Signode Finland, former Oy M. Haloila Ab, is one of the world's leading companies in the manufacture of pallet-wrapping machines. Signode Finland factories are located in Masku, Finland (fully automatic wrapping machines) and Kardjali, Bulgaria (semi-automatic wrapping machines).

Wrapping Machines 
Signode semi-automatic and fully automatic Octopus wrapping machines are used for wrapping different kinds of pallet loads for example, in the food, beverage and construction industries, and in logistics centres.

The most widely known product in Signode Finland's product range is the fully automatic wrapping machine, Octopus, with over 7000 fully automatic stretch wrapping machines manufactured so far.
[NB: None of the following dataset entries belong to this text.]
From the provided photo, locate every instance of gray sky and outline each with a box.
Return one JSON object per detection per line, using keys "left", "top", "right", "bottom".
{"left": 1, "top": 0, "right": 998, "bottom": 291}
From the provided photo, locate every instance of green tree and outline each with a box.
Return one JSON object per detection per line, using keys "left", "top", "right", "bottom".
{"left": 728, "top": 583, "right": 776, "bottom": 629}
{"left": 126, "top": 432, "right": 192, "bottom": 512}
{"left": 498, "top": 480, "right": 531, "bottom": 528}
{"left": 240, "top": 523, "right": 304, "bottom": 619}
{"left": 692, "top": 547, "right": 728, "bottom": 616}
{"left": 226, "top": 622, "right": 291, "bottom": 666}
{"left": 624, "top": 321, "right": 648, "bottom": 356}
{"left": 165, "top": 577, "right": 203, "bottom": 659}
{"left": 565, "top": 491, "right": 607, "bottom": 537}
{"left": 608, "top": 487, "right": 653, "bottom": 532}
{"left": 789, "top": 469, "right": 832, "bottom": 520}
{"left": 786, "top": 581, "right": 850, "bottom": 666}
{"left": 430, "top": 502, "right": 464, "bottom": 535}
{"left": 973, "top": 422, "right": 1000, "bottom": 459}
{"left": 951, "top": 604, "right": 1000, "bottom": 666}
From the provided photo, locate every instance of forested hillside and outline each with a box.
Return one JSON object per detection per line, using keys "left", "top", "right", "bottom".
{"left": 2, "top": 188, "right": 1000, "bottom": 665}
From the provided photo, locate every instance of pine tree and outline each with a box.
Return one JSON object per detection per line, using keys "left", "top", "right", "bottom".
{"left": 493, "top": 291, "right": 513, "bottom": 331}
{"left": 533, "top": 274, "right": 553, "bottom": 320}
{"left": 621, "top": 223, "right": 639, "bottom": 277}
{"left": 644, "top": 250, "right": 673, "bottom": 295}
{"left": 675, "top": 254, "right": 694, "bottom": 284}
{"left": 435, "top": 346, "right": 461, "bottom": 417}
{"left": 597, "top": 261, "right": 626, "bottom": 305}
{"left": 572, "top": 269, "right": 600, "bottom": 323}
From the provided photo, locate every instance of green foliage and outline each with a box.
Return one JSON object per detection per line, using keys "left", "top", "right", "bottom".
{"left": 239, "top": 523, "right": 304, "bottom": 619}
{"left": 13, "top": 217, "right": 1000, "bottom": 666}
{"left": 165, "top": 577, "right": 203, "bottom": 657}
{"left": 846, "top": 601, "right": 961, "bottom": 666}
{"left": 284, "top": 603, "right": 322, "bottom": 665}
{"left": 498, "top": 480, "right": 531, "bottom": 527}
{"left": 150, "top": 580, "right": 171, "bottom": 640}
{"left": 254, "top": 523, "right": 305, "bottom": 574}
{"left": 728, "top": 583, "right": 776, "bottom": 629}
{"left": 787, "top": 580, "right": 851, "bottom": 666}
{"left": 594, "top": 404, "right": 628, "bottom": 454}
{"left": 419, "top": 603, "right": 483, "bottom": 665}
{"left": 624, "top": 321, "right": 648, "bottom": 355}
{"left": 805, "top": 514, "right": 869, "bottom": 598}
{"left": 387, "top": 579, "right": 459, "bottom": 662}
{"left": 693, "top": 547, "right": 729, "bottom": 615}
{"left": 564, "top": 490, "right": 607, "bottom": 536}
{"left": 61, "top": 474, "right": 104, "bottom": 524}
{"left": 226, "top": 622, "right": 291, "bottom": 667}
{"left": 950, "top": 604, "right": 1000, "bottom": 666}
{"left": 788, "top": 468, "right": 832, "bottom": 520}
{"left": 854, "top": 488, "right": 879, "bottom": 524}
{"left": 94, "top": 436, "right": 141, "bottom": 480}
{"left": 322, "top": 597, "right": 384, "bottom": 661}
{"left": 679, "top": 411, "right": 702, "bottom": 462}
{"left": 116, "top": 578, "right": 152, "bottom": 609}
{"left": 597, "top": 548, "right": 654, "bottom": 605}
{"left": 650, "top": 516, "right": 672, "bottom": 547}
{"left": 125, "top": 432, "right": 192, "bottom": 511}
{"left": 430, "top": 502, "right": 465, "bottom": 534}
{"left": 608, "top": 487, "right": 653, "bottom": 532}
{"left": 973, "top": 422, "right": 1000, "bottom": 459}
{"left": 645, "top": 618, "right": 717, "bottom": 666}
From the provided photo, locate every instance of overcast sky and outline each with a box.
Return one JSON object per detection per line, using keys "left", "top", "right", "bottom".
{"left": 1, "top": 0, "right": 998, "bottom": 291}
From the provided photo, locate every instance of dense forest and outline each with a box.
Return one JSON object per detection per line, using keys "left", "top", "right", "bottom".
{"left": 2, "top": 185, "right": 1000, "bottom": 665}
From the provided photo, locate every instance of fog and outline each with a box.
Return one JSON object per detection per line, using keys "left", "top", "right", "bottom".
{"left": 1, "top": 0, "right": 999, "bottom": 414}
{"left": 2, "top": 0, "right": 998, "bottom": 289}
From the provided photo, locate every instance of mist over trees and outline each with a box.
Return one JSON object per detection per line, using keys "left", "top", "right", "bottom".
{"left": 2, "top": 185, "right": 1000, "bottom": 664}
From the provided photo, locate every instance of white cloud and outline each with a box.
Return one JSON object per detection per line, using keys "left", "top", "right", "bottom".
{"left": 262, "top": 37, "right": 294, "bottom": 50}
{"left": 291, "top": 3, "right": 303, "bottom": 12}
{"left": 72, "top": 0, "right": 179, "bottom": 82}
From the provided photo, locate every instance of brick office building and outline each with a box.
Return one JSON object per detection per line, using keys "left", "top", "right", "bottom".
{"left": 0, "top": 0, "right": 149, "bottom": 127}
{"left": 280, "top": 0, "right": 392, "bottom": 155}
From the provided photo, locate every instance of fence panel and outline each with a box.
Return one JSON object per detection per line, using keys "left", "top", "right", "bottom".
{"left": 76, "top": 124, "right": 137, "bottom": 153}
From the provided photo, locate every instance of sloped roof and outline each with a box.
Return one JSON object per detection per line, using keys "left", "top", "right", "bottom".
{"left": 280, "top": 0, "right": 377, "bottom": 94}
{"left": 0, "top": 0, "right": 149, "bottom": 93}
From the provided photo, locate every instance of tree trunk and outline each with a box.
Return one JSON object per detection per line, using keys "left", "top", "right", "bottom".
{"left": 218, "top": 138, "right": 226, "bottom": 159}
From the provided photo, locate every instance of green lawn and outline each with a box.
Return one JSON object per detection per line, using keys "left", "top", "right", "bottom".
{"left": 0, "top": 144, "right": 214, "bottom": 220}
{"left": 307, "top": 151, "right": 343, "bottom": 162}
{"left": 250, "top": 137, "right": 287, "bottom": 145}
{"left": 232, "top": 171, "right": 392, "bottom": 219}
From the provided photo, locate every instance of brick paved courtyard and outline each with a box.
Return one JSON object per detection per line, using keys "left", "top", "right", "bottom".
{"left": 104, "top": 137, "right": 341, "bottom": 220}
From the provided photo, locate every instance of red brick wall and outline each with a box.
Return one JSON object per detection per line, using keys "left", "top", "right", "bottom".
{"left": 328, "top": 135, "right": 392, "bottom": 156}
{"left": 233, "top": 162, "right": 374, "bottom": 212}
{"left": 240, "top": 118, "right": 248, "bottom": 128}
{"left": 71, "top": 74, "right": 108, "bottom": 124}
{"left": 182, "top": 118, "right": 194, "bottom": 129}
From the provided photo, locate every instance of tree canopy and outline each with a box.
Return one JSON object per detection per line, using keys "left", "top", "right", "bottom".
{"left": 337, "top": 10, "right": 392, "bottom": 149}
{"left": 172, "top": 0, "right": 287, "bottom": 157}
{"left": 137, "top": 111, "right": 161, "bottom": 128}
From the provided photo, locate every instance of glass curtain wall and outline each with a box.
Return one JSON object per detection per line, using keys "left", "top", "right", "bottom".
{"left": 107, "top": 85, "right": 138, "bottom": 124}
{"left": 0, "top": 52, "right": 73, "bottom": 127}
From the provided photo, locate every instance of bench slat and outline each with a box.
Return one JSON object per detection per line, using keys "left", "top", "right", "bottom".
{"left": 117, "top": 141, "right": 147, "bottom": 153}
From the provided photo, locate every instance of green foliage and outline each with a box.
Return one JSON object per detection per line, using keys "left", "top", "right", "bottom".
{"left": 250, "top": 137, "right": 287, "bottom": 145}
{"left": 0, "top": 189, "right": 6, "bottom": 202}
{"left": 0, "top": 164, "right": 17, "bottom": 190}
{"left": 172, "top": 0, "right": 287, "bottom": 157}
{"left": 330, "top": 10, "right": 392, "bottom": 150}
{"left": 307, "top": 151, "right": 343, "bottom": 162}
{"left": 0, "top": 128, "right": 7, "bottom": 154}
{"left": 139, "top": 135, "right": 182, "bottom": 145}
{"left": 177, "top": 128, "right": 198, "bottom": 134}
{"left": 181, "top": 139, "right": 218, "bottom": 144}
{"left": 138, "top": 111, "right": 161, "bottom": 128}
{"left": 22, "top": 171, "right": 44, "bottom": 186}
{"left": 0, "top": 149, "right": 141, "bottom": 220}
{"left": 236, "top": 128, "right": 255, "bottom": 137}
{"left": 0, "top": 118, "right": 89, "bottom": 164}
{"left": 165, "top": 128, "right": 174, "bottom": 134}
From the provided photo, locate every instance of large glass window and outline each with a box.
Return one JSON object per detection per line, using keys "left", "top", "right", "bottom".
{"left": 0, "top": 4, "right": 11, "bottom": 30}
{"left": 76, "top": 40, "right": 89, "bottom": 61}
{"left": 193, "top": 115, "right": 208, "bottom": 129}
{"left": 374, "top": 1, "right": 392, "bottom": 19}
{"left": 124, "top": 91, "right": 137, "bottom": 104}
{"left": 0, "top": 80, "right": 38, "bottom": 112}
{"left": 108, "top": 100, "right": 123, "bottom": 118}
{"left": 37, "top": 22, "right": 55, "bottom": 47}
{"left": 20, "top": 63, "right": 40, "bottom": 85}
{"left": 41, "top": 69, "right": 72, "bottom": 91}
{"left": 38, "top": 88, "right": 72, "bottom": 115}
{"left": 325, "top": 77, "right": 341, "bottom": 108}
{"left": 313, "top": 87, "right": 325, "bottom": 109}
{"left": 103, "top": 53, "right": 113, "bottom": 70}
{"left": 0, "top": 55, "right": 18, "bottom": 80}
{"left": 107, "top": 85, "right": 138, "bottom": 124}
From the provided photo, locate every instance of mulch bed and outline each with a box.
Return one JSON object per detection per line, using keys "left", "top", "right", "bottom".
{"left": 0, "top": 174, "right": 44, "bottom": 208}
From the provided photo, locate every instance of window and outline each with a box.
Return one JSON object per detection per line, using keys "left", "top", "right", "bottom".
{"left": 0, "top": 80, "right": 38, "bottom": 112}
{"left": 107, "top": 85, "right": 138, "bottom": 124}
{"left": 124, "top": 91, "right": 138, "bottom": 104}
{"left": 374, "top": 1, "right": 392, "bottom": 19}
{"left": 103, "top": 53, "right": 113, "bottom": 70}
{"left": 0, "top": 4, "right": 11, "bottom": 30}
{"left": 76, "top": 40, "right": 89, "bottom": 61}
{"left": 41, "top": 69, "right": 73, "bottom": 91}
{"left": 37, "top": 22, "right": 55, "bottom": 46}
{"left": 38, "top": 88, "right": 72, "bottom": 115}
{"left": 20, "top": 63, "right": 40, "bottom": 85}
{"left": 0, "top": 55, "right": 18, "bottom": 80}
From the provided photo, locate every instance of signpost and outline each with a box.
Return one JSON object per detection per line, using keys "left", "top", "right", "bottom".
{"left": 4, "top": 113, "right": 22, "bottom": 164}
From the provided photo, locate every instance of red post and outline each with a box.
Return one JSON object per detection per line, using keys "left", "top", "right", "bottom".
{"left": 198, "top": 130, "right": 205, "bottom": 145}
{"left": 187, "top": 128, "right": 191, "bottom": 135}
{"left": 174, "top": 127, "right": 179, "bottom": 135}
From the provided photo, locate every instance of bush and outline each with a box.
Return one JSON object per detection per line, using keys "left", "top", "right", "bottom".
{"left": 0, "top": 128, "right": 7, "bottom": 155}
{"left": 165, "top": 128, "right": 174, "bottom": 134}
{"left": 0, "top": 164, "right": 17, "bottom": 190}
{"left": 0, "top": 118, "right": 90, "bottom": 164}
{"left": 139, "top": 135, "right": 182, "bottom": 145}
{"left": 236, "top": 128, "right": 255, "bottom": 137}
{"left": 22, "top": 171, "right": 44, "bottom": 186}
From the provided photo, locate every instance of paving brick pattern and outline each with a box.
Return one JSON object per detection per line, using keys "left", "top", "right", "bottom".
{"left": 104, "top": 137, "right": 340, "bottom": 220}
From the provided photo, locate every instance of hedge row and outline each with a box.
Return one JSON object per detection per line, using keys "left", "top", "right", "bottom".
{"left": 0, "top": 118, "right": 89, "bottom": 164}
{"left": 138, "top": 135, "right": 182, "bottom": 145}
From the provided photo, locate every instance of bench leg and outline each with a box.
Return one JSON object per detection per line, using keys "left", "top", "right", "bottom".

In 2008, the international media also spotlighted the manufacture of the 3000th Octopus machine.

The Octopus machines have been in production since 1983; when the model was launched it was the first pallet-wrapping machine with a rotating ring system. In 2013 the company celebrated the 30th anniversary of the Octopus range. Octopus is still the market leader at the international level and one of the most widely known brands in the wrapping industry.

Semi-automatic wrapping machines include the Cobra, Ecomat and Rolle.

History 
Haloila was founded in 1972. The first rotary stretch wrapping machines were manufactured in 1976 and in 1983 Haloila introduced the first fully automatic Octopus wrapping machine. Illinois Tool Works Inc. (ITW) purchased Haloila in 1995 and in 2014 Haloila became part of the Signode Industrial Group. In October 2020 Oy M. Haloila Ab changed company name to Signode Finland Oy.